Monday, July 3, 2023

The First Teaching

 “Burying the lede” is a journalism term for when the most important idea is buried
deep within an article. (They invented a new spelling to differentiate it from the lead used to make typeface for the printing process.)

            A quick look at the first teachings of Jesus and Buddha reveals one thing: They most definitely did not bury the lede. Instead, their first teachings conveyed the central theme of what would become their life’s work.

            The gospels tell us that after Jesus was baptized in the Jordan River, he went into the wilderness for forty days. When he returned the first thing he said was, “Repent, for the kingdom of heaven has come near.” (Matthew 3:2) Repent is an awkward rendering of metanoia, meaning “change of mind.”

On the heels of his own profound transformation, Jesus begins his teaching career not with a demand for obedience, nor with a call to obsess shamefully about our mistakes, but with the suggestion that we simply let go of our old ways of thinking—our prejudices, our conditioning, and our second-hand explanations. What’s the point of learning new information, no matter how true and insightful that information, if the very cognitive routes by which we process that information are clogged with distorting, structural errors? It is not a new world we need, but new eyes and a new mind with which to see and understand the world.

            In India 500 years earlier a young seeker named Siddartha Gautama had his own spiritual transformation in the wilderness. After a long period of study, practice, and meditation, Siddhartha shifted, seeing through the fog of conditioned consciousness, glimpsing the essential nature of things, and thereby earning the nickname Buddha—“the one who woke up.”

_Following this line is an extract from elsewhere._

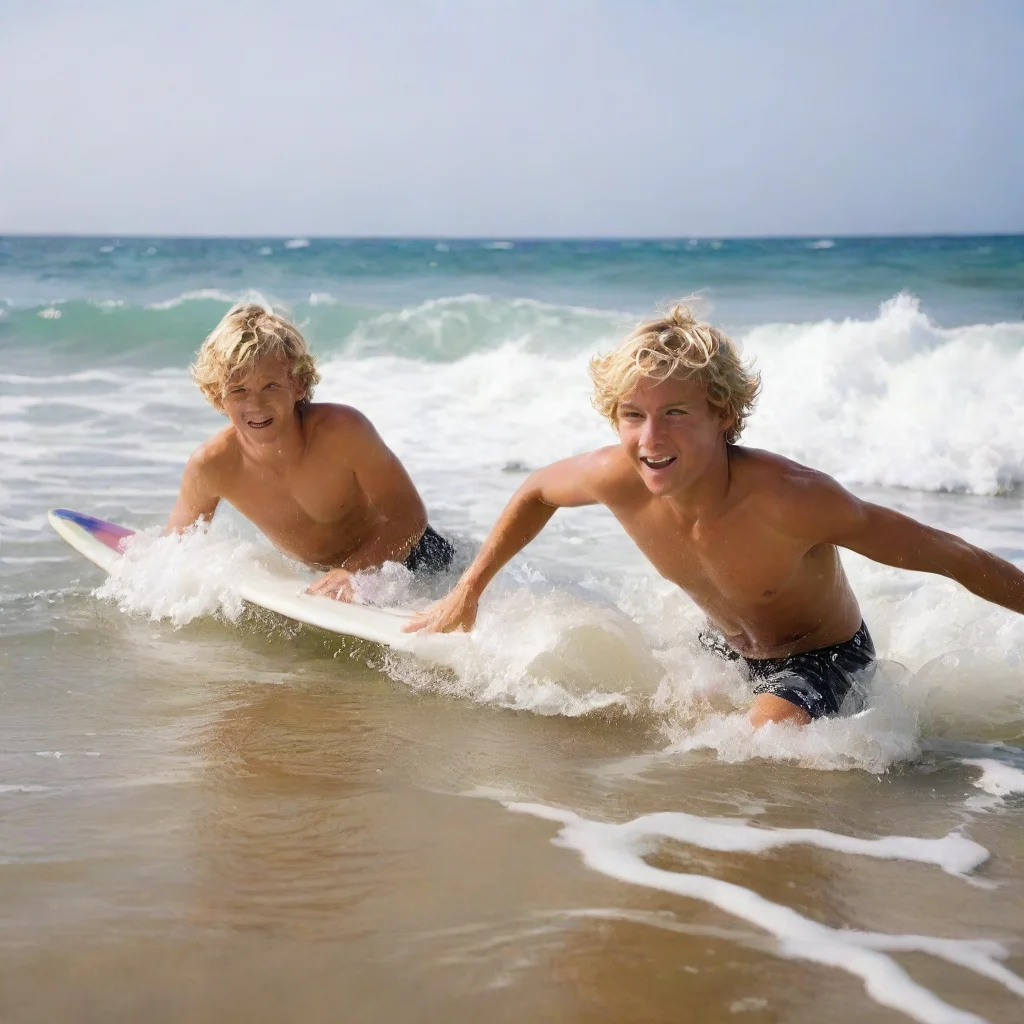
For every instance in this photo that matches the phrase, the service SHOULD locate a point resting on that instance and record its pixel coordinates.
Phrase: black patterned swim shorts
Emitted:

            After his enlightenment Buddha walked out of the woods and met with a few old friends in a deer park near Benares. There he gave his first teaching—the Deer Park Sermon—the two core themes being the Middle Path and the Four Noble Truths.

            Born from his own experience, Buddha suggested avoiding the twin extremes of over-indulgence and self-mortification. Both paths are equally self-obsessed and lead nowhere. Instead, walk the middle path of moderation and follow the Four Noble Truths.

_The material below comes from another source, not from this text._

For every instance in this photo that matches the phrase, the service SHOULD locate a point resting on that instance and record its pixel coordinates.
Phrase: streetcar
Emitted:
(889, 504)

            The first three of the Four Noble Truths are, simply put: life is characterized by suffering and dissatisfaction, suffering and dissatisfaction are primarily caused by attachments and cravings, and reducing attachments and cravings would reduce suffering and dissatisfaction. The Fourth Noble Truth is a list of action items called the Eightfold Path.

The first three Noble Truths are the diagnosis and prognosis. The Eightfold Path is the prescription, the behavioral and thought-level changes that would reduce selfish attachments, which would in turn release us from the wheel of suffering and dissatisfaction. Many of the eight suggestions have to do with learning how to think differently. In a word, Buddha is counseling metanoia. As he said in The Dhammapada, “All that we are is the result of what we have thought: we are formed and molded by our thoughts.”

            Our mind is the tool with which we grip and hold the world. Before we can change the world, we must change our minds. And the work begins not with second-hand explanations but with the immediacy of self-examination, courageous purging, and loving transformation. As we suspected all along, wisdom is an inside job.